Personal information
- Full name: Paul Samuel James Goodwin
- Born: 12 May 1978 (age 48) Madeley Heath, Staffordshire, England
- Batting: Right-handed
- Role: Wicket-keeper

Domestic team information
- 1999–present: Staffordshire

Career statistics
| Competition | List A |
| Matches | 2 |
| Runs scored | 34 |
| Batting average | 17.00 |
| 100s/50s | –/– |
| Top score | 31 |
| Balls bowled | – |
| Wickets | – |
| Bowling average | – |
| 5 wickets in innings | – |
| 10 wickets in match | – |
| Best bowling | – |
| Catches/stumpings | 4/2 |
- Source: Cricinfo, 13 June 2011

= Paul Goodwin (cricketer) =

English cricketer (born 1978)

Paul Samuel James Goodwin (born 12 May 1978) is an English cricketer. Goodwin is a right-handed batsman who plays as a wicket-keeper. He was born in Madeley Heath, Staffordshire.
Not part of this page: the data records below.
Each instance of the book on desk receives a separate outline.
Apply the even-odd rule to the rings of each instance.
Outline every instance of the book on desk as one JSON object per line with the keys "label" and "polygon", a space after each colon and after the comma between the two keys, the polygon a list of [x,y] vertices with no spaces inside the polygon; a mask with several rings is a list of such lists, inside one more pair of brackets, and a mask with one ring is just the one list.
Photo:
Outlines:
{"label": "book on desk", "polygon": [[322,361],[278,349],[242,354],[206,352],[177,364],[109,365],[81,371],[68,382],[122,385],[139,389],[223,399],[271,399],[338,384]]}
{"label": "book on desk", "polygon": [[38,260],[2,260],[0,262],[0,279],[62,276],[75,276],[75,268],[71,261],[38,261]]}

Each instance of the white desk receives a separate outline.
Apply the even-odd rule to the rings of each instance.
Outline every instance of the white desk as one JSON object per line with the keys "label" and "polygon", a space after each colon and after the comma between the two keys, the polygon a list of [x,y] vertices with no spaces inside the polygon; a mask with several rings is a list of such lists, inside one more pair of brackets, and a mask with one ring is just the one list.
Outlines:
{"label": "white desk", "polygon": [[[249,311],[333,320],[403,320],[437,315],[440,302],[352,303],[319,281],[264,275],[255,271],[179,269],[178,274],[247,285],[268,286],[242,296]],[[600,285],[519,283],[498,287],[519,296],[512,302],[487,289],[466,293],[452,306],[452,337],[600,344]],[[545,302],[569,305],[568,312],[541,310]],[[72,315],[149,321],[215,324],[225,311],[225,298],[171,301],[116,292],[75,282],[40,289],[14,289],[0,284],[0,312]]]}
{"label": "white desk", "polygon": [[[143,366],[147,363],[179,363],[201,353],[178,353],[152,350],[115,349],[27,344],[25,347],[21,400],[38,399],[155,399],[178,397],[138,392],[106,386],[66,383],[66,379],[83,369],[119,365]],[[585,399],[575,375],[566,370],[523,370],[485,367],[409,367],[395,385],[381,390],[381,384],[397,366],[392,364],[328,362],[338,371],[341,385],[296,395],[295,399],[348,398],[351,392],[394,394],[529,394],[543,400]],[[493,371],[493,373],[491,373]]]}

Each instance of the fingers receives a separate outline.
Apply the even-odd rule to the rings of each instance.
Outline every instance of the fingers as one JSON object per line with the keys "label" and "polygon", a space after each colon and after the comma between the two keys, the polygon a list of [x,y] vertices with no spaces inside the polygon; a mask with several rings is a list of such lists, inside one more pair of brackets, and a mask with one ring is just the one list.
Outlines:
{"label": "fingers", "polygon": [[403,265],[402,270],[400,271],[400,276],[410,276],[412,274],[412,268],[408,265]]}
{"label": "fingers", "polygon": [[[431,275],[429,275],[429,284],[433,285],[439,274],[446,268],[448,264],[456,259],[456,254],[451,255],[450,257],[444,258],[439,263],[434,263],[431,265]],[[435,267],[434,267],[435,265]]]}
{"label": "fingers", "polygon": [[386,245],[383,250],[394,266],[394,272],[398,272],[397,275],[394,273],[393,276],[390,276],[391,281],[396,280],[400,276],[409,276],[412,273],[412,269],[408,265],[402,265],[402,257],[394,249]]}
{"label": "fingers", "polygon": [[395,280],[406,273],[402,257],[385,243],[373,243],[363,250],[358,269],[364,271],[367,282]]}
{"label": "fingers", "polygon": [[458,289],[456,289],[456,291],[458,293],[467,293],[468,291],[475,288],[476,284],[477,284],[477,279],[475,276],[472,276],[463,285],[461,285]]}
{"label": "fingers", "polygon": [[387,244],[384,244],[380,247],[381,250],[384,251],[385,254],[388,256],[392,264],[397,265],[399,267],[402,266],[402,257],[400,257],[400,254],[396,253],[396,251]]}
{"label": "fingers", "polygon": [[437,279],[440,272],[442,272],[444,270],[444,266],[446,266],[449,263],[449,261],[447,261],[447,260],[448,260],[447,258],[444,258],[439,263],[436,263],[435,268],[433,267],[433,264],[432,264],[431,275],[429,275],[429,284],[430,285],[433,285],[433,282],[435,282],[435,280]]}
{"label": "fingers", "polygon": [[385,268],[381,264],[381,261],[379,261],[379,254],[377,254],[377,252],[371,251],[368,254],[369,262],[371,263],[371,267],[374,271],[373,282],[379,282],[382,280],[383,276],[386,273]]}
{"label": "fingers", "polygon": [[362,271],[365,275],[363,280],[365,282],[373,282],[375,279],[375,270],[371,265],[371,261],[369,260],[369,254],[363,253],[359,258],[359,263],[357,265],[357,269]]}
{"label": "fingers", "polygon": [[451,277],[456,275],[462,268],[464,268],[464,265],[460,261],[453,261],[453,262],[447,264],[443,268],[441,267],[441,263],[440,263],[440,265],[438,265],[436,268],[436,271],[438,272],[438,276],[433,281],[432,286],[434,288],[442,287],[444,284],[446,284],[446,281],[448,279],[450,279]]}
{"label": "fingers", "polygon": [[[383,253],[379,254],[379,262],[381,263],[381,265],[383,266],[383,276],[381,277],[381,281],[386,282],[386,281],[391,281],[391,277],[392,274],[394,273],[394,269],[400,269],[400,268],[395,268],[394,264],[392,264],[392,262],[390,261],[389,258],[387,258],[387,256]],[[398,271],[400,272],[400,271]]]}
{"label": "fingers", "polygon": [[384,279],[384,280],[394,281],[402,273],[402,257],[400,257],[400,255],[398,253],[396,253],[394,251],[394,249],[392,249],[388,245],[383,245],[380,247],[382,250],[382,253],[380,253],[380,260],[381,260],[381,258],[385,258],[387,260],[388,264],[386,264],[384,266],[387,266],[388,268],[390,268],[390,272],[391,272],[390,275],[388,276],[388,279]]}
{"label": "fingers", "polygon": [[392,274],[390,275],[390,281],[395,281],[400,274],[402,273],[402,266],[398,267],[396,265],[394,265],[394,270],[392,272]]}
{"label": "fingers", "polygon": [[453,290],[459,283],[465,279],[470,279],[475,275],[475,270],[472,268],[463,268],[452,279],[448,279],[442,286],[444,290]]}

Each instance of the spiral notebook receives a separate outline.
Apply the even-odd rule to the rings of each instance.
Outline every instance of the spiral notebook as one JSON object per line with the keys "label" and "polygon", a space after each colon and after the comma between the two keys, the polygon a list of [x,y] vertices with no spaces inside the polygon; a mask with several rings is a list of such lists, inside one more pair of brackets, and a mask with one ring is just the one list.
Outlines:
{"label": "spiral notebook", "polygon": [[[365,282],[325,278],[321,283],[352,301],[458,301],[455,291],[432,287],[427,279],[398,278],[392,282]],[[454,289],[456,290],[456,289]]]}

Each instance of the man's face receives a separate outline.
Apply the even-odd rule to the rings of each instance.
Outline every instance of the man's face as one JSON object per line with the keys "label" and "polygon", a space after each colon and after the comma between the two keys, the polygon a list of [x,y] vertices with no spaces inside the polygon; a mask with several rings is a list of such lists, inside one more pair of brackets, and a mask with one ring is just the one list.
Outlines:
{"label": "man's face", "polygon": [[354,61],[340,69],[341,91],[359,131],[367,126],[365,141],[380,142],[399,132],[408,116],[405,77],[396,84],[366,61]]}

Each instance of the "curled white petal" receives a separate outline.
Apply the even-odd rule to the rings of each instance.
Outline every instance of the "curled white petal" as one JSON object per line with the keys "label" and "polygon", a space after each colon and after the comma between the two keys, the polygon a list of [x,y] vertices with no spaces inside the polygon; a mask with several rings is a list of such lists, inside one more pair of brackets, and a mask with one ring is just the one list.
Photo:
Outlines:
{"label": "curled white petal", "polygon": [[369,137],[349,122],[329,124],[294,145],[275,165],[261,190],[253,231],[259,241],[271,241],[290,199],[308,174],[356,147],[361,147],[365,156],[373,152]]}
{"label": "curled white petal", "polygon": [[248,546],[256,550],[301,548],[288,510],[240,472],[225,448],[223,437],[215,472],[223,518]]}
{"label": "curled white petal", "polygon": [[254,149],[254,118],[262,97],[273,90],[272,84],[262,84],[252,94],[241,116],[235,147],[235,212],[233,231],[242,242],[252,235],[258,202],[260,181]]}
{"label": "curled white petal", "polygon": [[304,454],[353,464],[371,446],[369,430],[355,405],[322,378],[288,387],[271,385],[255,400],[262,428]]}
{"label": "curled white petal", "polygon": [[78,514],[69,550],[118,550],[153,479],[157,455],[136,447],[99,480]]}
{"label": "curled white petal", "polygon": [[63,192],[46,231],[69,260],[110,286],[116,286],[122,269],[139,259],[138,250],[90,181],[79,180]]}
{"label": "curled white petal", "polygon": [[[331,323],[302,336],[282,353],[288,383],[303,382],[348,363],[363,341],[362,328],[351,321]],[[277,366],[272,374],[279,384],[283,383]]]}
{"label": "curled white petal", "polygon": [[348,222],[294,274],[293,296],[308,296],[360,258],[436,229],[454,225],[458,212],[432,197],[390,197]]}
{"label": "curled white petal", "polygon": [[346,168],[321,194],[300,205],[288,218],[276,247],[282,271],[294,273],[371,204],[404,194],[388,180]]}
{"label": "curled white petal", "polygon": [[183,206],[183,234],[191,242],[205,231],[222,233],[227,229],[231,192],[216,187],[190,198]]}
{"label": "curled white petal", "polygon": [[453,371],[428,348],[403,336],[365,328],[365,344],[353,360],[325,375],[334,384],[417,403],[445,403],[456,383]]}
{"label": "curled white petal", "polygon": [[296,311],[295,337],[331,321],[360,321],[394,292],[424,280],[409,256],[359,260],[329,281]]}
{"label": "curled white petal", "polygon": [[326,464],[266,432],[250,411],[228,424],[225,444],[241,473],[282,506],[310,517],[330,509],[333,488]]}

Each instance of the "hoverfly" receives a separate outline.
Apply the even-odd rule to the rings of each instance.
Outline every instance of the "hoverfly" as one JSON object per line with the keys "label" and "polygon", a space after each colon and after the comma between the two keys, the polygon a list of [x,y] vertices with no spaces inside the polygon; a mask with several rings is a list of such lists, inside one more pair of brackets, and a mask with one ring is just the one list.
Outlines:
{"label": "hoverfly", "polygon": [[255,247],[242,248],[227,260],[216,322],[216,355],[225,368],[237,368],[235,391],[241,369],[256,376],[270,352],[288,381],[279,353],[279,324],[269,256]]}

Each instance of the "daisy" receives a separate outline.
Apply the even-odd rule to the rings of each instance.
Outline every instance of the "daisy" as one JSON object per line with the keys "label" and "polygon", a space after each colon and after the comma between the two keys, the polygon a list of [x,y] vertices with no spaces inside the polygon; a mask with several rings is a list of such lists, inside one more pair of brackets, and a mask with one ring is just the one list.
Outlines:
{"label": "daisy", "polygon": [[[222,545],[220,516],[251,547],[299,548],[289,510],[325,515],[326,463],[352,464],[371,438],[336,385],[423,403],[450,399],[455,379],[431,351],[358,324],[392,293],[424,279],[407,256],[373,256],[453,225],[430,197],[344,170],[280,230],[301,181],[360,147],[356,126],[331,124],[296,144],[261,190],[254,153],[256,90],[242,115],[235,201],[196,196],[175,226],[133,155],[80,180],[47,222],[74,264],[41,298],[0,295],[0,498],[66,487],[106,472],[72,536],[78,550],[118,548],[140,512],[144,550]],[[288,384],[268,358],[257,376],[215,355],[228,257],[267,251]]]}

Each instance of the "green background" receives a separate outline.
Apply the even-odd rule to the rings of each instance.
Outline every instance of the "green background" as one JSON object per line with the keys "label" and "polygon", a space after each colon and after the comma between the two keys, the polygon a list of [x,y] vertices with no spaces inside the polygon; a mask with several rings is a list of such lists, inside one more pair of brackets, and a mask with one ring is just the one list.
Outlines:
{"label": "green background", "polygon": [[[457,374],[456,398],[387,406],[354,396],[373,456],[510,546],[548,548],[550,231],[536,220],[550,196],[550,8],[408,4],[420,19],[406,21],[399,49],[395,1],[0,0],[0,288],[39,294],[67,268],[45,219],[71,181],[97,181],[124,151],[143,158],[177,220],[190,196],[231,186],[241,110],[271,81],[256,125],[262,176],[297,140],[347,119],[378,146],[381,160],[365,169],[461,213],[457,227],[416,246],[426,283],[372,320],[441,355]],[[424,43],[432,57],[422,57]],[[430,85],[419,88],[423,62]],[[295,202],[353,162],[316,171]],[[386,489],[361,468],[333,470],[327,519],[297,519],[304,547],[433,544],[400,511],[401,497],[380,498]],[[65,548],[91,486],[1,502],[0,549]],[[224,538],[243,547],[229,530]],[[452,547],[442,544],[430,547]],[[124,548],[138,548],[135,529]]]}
Goodwin made his debut for Staffordshire in the 1999 Minor Counties Championship against Buckinghamshire. Goodwin has played Minor counties cricket for Staffordshire from 1999 to present, which has included 52 Minor Counties Championship matches and 30 MCCA Knockout Trophy matches. In 2004, he made his List A debut against Lancashire in the Cheltenham & Gloucester Trophy. He played a further List A match against Surrey in the 2005 Cheltenham & Gloucester Trophy. In his 2 List A matches, he scored 34 runs at a batting average of 17.00 with a high score of 31. Behind the stumps he took 4 catches and made 2 stumpings.